Seasons come and go, but for destinations with tourism as the economic driver, events are the way to keep the cash flowing, whatever the weather conditions. 

They’re an effective way to deliver a message that your town is open for business year-round. Here are some tips.

1. Start small and see what works. 

Estes Park, Colo., gateway to the Rocky Mountain National Park, is a tourist shopping mecca (and home to the fabled Stanley Hotel where Steven King’s “Shining” was filmed.) Populated by numerous independent business owners, the downtown merchants got together to plan a Winterfest Weekend focused on food and entertainment. 

The success of that spawned snowshoe weekends and skate and ice-fishing weekends. 

The idea is to bring people in and let individual business owners create their own hook to get customers in the store. 



2. Capitalize on what makes you distinct. 

Cape May, N.J., which is also blessed with a natural attraction of Victorian homes and history, has the distinction of being the only seaside resort in the Garden State where you can see the sun rise and set.

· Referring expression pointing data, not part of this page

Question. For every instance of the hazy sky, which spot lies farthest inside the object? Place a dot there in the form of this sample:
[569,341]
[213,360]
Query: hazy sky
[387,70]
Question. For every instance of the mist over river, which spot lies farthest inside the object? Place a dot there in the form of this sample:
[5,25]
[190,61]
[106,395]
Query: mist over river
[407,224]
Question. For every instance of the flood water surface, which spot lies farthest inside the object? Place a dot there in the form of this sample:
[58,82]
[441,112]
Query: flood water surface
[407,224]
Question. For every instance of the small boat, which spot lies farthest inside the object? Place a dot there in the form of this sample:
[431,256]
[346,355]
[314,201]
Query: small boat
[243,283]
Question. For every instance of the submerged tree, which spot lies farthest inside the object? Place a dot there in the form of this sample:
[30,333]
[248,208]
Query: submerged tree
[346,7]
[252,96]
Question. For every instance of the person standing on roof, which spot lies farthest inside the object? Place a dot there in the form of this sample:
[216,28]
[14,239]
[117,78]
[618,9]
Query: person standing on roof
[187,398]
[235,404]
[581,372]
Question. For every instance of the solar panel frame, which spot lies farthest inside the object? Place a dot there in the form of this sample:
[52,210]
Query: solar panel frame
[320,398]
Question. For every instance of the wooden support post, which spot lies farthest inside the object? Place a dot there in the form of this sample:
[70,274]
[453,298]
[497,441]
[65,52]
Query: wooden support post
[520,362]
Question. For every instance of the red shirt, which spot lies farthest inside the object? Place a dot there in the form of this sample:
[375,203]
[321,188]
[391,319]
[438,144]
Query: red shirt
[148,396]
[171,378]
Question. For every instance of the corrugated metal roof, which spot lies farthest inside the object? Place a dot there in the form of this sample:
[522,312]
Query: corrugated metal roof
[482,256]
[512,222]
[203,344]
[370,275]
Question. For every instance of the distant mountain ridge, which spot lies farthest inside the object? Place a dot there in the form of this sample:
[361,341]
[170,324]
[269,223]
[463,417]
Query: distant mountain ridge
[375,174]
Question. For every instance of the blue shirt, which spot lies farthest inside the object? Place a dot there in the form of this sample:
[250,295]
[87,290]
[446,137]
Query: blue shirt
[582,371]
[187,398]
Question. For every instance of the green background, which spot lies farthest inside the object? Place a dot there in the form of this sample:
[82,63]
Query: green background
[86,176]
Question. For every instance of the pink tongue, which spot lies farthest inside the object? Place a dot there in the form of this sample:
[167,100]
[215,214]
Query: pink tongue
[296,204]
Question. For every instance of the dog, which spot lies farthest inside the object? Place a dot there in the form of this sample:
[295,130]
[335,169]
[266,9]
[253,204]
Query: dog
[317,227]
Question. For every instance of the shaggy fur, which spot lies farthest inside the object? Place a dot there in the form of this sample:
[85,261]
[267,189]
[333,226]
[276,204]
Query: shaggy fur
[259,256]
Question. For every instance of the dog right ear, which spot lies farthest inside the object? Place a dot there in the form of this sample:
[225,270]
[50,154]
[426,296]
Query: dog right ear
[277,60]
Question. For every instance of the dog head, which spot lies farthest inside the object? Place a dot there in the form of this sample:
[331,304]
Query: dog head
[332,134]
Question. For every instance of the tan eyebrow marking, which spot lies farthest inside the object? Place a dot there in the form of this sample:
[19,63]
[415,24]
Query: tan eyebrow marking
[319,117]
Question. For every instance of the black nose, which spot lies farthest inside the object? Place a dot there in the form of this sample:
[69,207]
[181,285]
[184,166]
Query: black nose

That’s because of its location at the very tip of the state. 

The Cape May-Lewes Ferry, which operates year-round connecting New Jersey and Delaware, is a romantic vantage point for the view and is encouraging people to think that way by offering a special cruise package for Valentine’s Day weekend, tying in fudge and champagne. 

The entire city will be in love mode through a Love Cape May weekend promotion organized by Cape May magazine. The appeal is heightened by the convergence this year of both Valentine’s Day and a three-day holiday weekend.

3. Get a good non-profit or board behind you. 

The Mid-Atlantic Center for the Arts and Humanities, a non-profit arts and culture organization whose mission is to promote Cape May and preserve its history, started in 1970 to expand the reach of the tourist season to year-round. 

The center uses social media heavily to promote its events and partners with the local business community. Its staff includes both a marketing and communications coordinator. 

4. Adapt to what works. 

While tours of its historic buildings was an obvious beginning for MAC, it became clear people were drawn to historical fun as well. This spawned historically researched ghost-walking tours and there’s now something going on virtually every weekend of the year, including a wine and music festival and two Sherlock Holmes weekends. 

5. Tie in news hooks and be nimble. 

The region generated a record-setting September and August marketing “Escape to the Cape,” geo-targeting Philadelphia, which was becoming a highly secured area for the papal visit. While some were flocking to Philly to see Francis, many locals were happy to leave town. (No doubt renting their properties out for a profit on Airbnb.) 

6. Get physical. 

Taste of New Haven organizes walking tours around both old and new eateries in the home of Yale University. Since its launch, that business has expanded to offer pizza, biking and beer tours and even a day-long festival that shut the streets of downtown. 

The events help introduce new people to the city and get them comfortable walking and biking around a place that does not have a reputation for safety. 

7. Make a message. 

The city of Hoboken, in conjunction with a local tech entrepreneur, is planning its first Propellerfest, a music and technology festival set for a pier overlooking the Manhattan skyline. While there’s no trouble getting people to visit Hoboken, the festival aims to attract businesses, too, by showcasing all the exciting technology that is happening in New Jersey and New York. (A title sponsorship is still open!)